Journal article
Dynamic molecular changes during the first week of human life follow a robust developmental trajectory.
Amy H Lee, Casey P Shannon, Nelly Amenyogbe, Tue B Bennike, Joann Diray-Arce, Olubukola T Idoko, Erin E Gill, Rym Ben-Othman, William S Pomat, Simon D van Haren, Kim-Anh Lê Cao, Momoudou Cox, Alansana Darboe, Reza Falsafi, Davide Ferrari, Daniel J Harbeson, Daniel He, Cai Bing, Samuel J Hinshaw, Jorjoh Ndure Show all
Nature Communications | Nature Research (part of Springer Nature) | Published : 2019
Abstract
Systems biology can unravel complex biology but has not been extensively applied to human newborns, a group highly vulnerable to a wide range of diseases. We optimized methods to extract transcriptomic, proteomic, metabolomic, cytokine/chemokine, and single cell immune phenotyping data from <1 ml of blood, a volume readily obtained from newborns.
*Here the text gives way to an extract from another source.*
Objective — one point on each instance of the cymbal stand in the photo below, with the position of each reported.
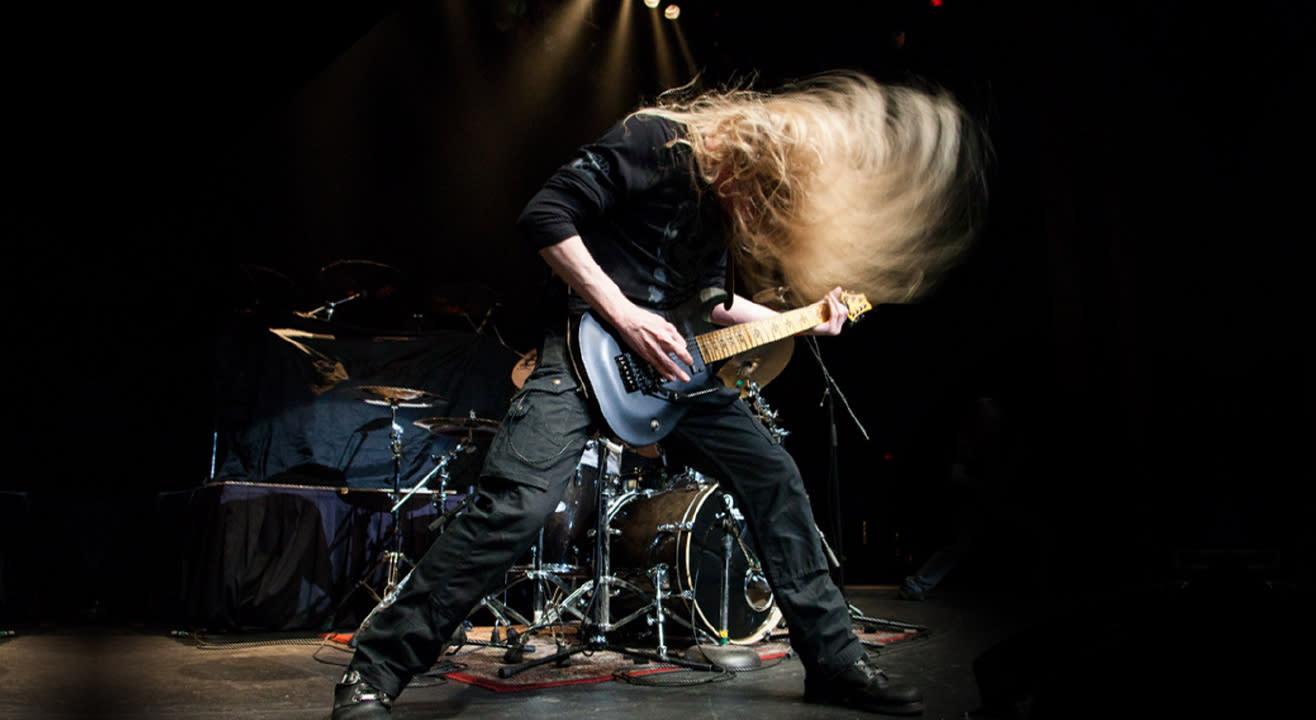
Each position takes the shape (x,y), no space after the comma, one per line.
(394,558)
(600,589)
Indexing to baseline and applying innovative integrative computational methods reveals dramatic changes along a remarkably stable developmental trajectory over the first week of life. This is most evident in changes of interferon and complement pathways, as well as neutrophil-associated signaling. Validated across two independent cohorts of newborns..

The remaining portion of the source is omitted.